Unnamed: 0,Customer_ID,total_profit
0,TC-20980,8981.3239
1,RB-19360,6976.0959
2,SC-20095,5757.4119
3,HL-15040,5622.4292
4,AB-10105,5444.8055


## 4) Challenge prompts (author your own)
Write **your own precise prompt** in a text cell (or comment) for each question below, then get SQL from Gemini and run it in the provided code cells.

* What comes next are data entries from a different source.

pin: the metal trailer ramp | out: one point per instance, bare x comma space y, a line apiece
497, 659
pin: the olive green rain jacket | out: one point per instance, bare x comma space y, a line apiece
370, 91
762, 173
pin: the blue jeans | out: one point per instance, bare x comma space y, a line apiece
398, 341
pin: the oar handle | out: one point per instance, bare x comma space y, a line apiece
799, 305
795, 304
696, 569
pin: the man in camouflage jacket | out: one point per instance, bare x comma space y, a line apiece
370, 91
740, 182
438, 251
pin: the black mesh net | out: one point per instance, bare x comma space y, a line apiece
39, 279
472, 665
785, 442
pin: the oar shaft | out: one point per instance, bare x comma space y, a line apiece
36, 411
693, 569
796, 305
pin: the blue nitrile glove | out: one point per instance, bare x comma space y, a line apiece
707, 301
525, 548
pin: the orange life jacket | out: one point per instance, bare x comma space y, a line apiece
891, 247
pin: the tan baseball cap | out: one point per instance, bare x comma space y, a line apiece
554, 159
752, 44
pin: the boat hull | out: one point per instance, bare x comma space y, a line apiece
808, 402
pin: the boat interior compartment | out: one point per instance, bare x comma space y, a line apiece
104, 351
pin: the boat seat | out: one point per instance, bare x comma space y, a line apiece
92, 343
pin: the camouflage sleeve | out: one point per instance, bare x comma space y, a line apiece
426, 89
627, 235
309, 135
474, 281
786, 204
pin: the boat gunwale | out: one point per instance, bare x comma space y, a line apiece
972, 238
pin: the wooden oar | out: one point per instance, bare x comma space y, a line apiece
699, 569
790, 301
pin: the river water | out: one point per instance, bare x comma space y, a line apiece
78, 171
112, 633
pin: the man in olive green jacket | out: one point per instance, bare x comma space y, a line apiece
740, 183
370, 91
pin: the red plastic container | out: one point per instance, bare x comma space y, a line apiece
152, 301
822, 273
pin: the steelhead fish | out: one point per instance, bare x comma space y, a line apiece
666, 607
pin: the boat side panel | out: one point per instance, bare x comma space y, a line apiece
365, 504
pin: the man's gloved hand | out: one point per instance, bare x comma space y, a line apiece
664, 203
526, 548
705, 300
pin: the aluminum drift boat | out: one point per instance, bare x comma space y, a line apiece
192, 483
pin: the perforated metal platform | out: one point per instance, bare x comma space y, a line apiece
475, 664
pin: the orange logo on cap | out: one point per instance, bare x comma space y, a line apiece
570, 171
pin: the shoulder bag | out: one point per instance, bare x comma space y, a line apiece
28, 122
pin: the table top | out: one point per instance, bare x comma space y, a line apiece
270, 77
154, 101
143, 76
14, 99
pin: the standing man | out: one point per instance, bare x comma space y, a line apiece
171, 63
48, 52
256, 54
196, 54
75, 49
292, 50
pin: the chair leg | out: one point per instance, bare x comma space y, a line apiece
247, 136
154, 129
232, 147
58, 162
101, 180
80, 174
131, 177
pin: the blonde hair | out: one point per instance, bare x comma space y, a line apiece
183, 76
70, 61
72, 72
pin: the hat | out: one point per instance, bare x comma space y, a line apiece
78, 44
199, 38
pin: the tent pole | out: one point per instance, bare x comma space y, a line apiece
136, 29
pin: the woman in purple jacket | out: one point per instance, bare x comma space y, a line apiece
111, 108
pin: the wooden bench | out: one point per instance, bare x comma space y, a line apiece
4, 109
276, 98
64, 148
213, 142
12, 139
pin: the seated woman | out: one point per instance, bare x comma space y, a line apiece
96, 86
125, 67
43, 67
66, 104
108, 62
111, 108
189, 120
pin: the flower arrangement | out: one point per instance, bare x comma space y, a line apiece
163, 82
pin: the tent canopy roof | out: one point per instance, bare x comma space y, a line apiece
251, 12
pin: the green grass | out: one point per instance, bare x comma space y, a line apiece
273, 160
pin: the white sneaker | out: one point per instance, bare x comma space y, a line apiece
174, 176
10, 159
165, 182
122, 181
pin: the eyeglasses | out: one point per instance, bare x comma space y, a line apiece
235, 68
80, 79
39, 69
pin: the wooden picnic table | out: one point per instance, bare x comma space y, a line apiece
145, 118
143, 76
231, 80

**Challenge 1:** *What is the **average discount** for products in the **Technology** category sold in the **East** region?*  
**Challenge 2:** *How many **unique customers** has each **Segment** (Consumer/Corporate/Home Office) served?*

**Challenge 1:**
```
# TASK: Generate a BigQuery SQL query.
# CONTEXT: The table is '{PROJECT_ID}.{DATASET}.{TABLE}'. The category identifier is "Technology".
# GOAL: Calculate the average discount for products in the category "Technology" sold in the region "East".
```

In [37]:
sql_str = f"""
SELECT AVG(Discount) AS avg_discount
FROM `{PROJECT_ID}.{DATASET}.{TABLE}`
WHERE Category = 'Technology' AND Region = 'East'
"""

df_ch1 = bq.query(sql_str).to_dataframe()
display(df_ch1)

# Display the result in the requested format
avg_discount_value = df_ch1['avg_discount'].iloc[0]
print(f"The average discount for category 'Technology' in region 'East' is {avg_discount_value}")

Unnamed: 0,avg_discount
0,0.143364


The average discount for category 'Technology' in region 'East' is 0.14336448598130852


**Challenge 2:**
```
# TASK: Generate a BigQuery SQL query.
# CONTEXT: The table is '{PROJECT_ID}.{DATASET}.{TABLE}'. The identifier is "Segment".
# GOAL: Count, how many 'customer_id' have been served for segment 'Consumer' and how many have been served for segment 'corporate' and for segment 'home_office'. Count each segment individually.

In [38]:
sql_str = f"""
SELECT Segment, COUNT(DISTINCT Customer_ID) AS unique_customers
FROM `{PROJECT_ID}.{DATASET}.{TABLE}`
GROUP BY Segment
ORDER BY unique_customers DESC
"""

df_ch2 = bq.query(sql_str).to_dataframe()
display(df_ch2)

Unnamed: 0,Segment,unique_customers
0,Consumer,409
1,Corporate,236
2,Home Office,148


## 5) Reflection (DIVE mindset)
- **Discover:** What did you find first?  
I learned how to connect Colab to BigQuery and pull data using SQL. The first query showed us all the unique product sub-categories in the West region.
- **Investigate:** What alternate query or filter changed the story?  
Going through the different questions ("What", "How many", "Who is best") really showed how changing the SELECT, WHERE, GROUP BY, and ORDER BY clauses can totally change the results. For instance, switching from just listing things to counting them with COUNT(*) and GROUP BY gave us a completely different view of the data, like seeing which ship mode is used the most.
- **Validate:** Where could the AI‑generated SQL be wrong or incomplete? How did you check?  
We saw errors with column names and the table name. The key to validating was running the queries and looking really closely at the error messages. BigQuery's error messages were actually super helpful in pointing out exactly where the syntax was wrong or if a column/table wasn't found. Comparing the generated SQL to the table schema (which we saw a preview of) and the error messages helped figure out what needed fixing.
- **Extend:** Which stakeholder could use your results tomorrow? What action should they take?
The list of sub-categories in the West region could go to the West regional manager – they could use it to see if they're stocking the right products or if there are any gaps. The "How many orders by ship mode" data could be useful for the logistics or operations team to understand shipping patterns and maybe optimize costs. And the "Top 5 most profitable customers" is definitely something the sales or marketing team would want. They could use that info to create targeted campaigns or loyalty programs for those high-value customers.

## 6) Save your work to GitHub (pick one of the options)
**Option A (recommended):** In Colab, go to **File → Save a copy in GitHub…** and select your team repo + folder (e.g., `labs/Unit1/`).  
**Option B (CLI, if you know git):**
```bash
# (In Colab) mount Drive, then clone/pull/push as usual with a PAT
# Be careful to NOT store secrets in the notebook.
```
Name the file **`Lab1_AI_Assisted_SQL.ipynb`** and push it to your team repo.